Such is his energy that it might lead one to overlook a truly curious detail: the two horns protruding from his head. Why did Michelangelo, who sculpted as if God had lent him his hand, place two horns on Moses, one of the most revered prophets of the Bible?
Horns, in the collective imagination, are the mark of the devil, of deception, of temptation. And yet here they are, firmly set upon the head of God's lawgiver.
The answer is not trivial. It all stems from a mistranslation. In the Bible, after Moses receives the Ten Commandments on Mount Sinai, the Hebrew text says that his face is "karan," that is, radiant, full of light. But Hebrew, for those who do not know it, can be a minefield: it writes only consonants, so "karan" becomes "KRN." And so those translating the Bible confuse that word with "keren," which means "horns." The result? Moses does not come down with a radiant face, but with horns. And this mistaken version, also present in Saint Jerome's Vulgate—the most widespread Latin translation of the Bible in the Middle Ages—also passes before Michelangelo's eyes, who relies on tradition and persists in the error, which carries a strong flavor of provocation.

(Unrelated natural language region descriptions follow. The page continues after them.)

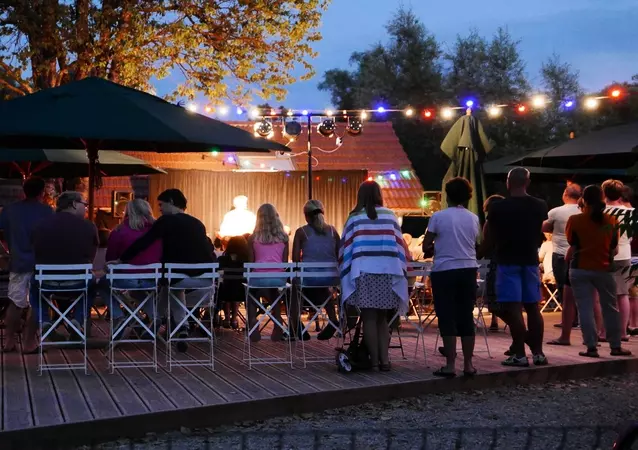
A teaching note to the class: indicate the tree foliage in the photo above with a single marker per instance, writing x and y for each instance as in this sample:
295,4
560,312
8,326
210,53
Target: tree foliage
411,69
223,48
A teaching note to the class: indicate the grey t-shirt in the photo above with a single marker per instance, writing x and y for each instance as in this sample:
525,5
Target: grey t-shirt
558,218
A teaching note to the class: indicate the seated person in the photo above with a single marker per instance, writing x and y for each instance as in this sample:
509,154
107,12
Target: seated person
316,242
138,220
231,290
66,237
184,241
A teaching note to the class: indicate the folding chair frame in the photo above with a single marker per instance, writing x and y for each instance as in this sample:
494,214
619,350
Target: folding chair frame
122,272
305,274
206,300
269,271
47,275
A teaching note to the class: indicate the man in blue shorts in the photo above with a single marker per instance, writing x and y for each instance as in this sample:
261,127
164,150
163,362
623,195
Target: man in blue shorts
514,232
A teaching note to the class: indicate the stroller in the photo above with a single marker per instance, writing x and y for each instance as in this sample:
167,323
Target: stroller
355,355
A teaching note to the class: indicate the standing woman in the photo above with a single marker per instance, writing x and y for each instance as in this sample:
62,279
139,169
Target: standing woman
372,260
593,238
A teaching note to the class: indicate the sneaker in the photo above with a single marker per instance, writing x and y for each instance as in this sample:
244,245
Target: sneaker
515,361
540,360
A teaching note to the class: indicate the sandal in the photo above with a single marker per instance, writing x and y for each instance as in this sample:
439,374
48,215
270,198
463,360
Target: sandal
443,373
590,353
558,342
620,352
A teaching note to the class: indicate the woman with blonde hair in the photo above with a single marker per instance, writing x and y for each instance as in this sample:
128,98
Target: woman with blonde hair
268,244
138,219
316,242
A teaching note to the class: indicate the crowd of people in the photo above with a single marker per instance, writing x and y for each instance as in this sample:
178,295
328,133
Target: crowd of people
588,256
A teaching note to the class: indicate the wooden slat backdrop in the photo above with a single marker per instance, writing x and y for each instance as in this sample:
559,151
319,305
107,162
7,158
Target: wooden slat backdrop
210,194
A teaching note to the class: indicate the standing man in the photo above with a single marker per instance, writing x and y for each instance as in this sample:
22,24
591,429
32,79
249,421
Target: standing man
514,230
555,224
613,192
18,221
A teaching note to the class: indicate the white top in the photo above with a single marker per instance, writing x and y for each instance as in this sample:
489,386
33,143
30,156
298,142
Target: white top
456,230
558,217
624,244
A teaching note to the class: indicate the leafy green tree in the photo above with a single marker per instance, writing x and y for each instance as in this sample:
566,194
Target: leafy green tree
223,48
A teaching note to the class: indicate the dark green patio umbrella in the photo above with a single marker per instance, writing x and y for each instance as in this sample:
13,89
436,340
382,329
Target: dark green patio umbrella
466,144
95,114
23,163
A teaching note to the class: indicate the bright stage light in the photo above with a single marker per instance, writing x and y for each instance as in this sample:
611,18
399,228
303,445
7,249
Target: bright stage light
592,103
446,113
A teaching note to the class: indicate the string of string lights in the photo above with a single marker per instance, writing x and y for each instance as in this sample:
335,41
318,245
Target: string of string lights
445,112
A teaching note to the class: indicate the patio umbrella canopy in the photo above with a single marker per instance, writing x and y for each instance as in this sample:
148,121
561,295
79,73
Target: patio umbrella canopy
23,163
466,144
610,148
93,114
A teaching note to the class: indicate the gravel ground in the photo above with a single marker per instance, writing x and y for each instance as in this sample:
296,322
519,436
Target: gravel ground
608,402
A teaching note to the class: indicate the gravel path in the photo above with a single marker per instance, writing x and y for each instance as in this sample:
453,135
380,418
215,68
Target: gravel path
607,402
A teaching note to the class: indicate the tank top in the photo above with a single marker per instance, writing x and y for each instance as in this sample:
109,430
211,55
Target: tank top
268,253
318,247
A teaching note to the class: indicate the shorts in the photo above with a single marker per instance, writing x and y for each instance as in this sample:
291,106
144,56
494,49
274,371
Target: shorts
18,291
518,284
454,293
622,276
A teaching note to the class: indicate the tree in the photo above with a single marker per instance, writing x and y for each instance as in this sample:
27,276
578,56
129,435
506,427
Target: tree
255,46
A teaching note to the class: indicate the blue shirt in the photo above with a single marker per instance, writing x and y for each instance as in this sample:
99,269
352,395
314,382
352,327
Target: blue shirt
18,221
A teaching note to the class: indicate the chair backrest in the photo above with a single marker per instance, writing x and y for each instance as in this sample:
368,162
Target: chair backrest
64,272
174,271
134,272
263,271
314,271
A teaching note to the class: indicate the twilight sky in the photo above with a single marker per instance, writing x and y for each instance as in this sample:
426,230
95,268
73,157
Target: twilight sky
598,37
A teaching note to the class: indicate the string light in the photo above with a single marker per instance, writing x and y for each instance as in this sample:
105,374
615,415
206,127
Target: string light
592,103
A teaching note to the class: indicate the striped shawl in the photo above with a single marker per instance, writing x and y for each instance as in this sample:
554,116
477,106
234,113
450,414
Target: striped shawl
373,247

His Moses—sculpted for the tomb monument of Pope Julius II in the Basilica of San Pietro in Vincoli, in Rome—is anything but a serene man. His face is charged with tension. His gaze is oblique, penetrating, as if he were about to rise at any moment. His body is a spring ready to snap. Let us observe that almost imperceptible gesture of the hand grasping the long, intertwined beard. It conceals another small mystery.

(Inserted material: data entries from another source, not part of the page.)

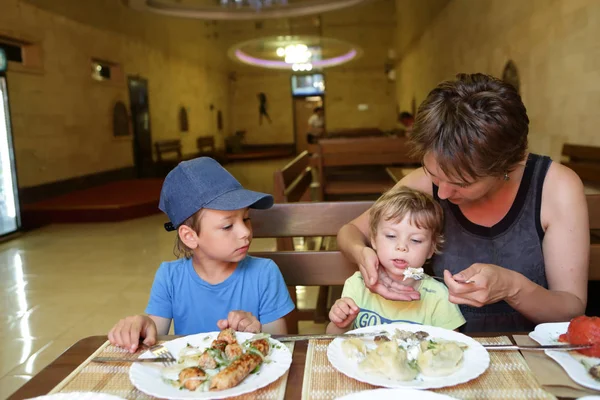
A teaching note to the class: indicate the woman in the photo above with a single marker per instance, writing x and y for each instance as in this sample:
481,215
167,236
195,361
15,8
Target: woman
516,224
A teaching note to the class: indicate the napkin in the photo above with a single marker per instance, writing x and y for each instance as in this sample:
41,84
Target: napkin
549,373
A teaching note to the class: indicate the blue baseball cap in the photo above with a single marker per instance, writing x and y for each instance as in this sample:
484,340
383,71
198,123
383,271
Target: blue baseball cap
204,183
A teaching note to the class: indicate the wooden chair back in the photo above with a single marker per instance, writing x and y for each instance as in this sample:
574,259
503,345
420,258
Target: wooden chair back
584,160
307,268
164,147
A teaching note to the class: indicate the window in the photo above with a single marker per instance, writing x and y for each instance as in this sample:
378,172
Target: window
106,71
21,54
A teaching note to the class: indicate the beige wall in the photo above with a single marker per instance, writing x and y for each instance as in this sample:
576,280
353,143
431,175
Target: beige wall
362,81
62,119
554,44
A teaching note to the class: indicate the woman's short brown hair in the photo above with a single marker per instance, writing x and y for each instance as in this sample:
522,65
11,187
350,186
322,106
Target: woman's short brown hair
424,212
475,126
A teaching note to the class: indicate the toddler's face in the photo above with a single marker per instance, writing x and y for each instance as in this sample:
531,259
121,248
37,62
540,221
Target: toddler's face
400,245
225,235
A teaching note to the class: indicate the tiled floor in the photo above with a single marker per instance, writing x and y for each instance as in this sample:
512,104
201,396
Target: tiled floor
62,283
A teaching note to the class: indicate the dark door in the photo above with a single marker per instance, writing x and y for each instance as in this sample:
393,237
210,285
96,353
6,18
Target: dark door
142,137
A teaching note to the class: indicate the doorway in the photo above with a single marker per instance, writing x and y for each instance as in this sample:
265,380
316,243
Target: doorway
140,117
303,109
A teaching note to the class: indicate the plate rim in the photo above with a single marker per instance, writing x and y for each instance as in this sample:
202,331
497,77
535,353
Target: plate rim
563,358
430,384
216,394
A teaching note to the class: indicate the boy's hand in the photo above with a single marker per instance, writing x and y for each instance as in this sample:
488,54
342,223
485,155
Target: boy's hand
343,312
128,332
241,321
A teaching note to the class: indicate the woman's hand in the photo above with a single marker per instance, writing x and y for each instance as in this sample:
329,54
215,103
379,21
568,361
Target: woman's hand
241,321
378,281
490,284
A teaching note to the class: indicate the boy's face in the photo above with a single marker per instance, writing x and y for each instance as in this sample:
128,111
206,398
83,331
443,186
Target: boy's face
224,235
401,245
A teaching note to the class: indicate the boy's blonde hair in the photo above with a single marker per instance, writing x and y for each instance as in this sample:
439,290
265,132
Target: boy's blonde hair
423,210
181,250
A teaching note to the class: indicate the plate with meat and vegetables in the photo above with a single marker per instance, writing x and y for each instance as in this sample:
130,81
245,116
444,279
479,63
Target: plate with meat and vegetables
583,366
409,356
214,365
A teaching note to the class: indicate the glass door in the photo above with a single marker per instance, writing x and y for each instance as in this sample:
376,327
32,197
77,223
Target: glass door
10,218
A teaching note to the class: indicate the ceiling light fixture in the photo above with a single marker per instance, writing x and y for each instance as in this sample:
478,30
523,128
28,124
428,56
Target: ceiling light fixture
240,9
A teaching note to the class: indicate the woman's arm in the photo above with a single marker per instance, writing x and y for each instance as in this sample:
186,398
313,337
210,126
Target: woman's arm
353,241
566,249
277,327
564,218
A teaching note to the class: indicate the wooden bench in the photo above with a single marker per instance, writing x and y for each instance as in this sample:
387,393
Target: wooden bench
166,147
584,160
327,268
291,184
206,146
365,160
307,268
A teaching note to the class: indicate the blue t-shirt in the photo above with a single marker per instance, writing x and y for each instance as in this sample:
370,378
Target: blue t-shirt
256,286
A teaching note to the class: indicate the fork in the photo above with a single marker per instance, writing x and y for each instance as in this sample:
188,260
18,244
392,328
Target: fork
160,351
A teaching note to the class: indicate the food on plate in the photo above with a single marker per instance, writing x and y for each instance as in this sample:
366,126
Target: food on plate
440,358
389,360
406,355
223,365
414,273
354,348
192,377
240,368
584,330
595,371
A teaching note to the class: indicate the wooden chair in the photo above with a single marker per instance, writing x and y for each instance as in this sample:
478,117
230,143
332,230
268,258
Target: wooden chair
594,213
307,268
584,160
359,153
165,147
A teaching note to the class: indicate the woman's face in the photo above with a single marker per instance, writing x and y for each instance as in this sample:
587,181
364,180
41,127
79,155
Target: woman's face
456,191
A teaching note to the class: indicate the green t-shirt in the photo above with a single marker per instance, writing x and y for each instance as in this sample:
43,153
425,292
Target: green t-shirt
433,309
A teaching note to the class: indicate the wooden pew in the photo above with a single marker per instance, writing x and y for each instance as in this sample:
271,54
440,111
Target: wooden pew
372,154
291,184
164,147
584,160
206,146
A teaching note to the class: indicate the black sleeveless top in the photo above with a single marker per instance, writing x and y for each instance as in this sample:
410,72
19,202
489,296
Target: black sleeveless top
514,243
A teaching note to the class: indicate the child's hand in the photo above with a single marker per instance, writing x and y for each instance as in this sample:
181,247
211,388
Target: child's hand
241,321
343,312
128,332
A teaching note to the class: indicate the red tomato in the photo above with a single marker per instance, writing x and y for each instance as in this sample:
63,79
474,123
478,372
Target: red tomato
584,330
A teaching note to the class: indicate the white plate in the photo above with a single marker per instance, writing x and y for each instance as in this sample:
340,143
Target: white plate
570,361
78,396
395,394
147,378
476,359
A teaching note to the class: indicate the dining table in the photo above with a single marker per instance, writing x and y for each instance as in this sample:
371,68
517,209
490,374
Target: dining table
79,354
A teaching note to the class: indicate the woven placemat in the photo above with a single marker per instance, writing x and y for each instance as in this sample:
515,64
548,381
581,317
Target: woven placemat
508,377
114,378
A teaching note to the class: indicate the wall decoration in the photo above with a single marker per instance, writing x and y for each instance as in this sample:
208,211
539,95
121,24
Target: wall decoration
183,120
120,120
511,75
262,108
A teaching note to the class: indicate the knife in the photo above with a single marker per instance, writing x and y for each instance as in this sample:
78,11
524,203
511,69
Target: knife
330,336
558,347
118,359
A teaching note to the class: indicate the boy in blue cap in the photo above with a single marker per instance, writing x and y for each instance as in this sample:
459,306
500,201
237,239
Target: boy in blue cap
215,285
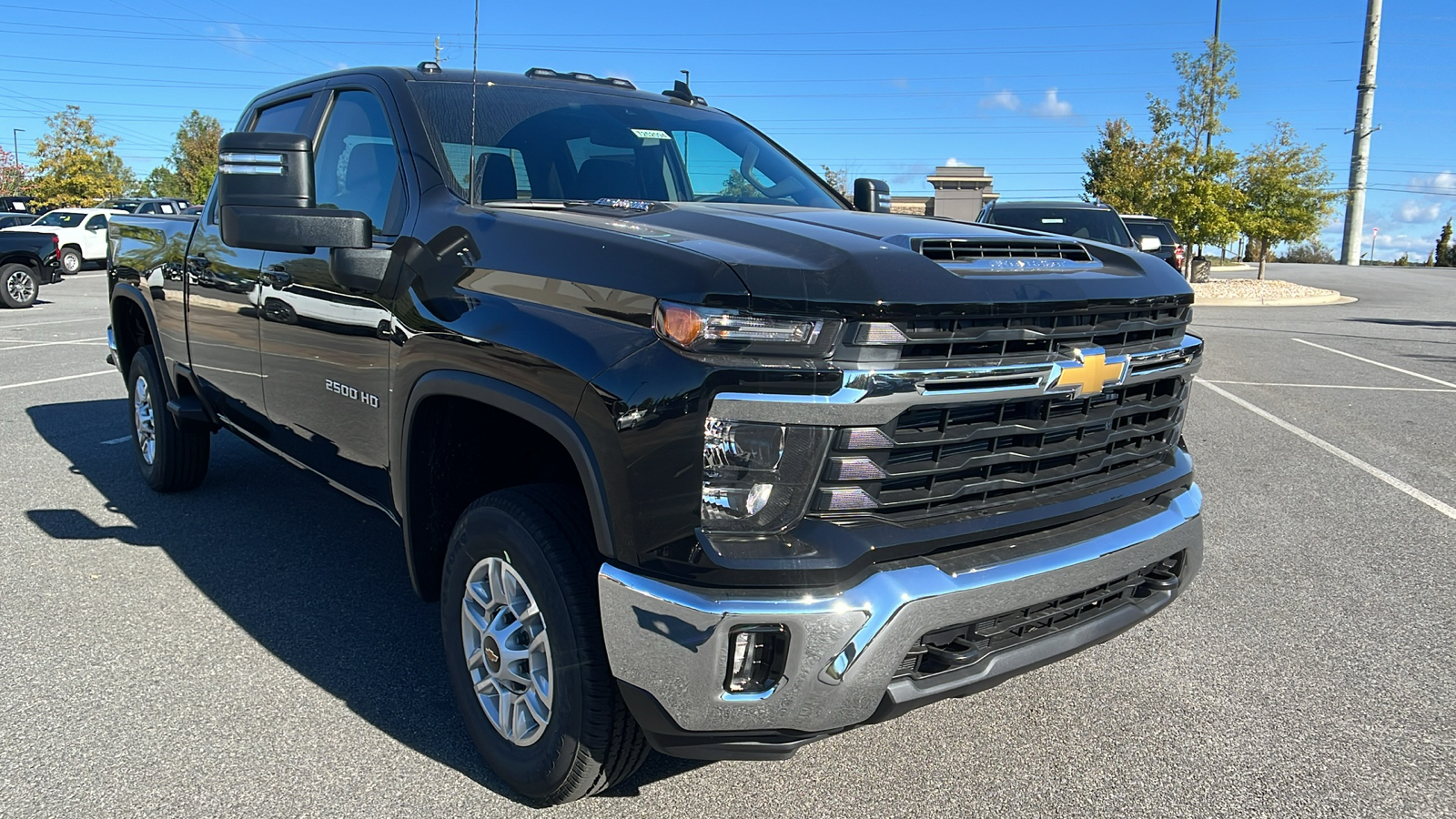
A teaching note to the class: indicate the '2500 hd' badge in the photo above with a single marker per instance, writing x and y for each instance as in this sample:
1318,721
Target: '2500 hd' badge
351,392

The beard, shifted and knotted between Moses' fingers, is a brilliant solution to a dramatic problem: while Michelangelo was working the marble, a crack threatened to compromise the entire sculpture. The critical point was located precisely between the head and the chest. So the sculptor decided to carve the beard "shifted," making it curve in such a way as to cover the cracked area and preserve the integrity of the block. A masterpiece within the masterpiece. A solution that combines technical salvation and symbolic refinement.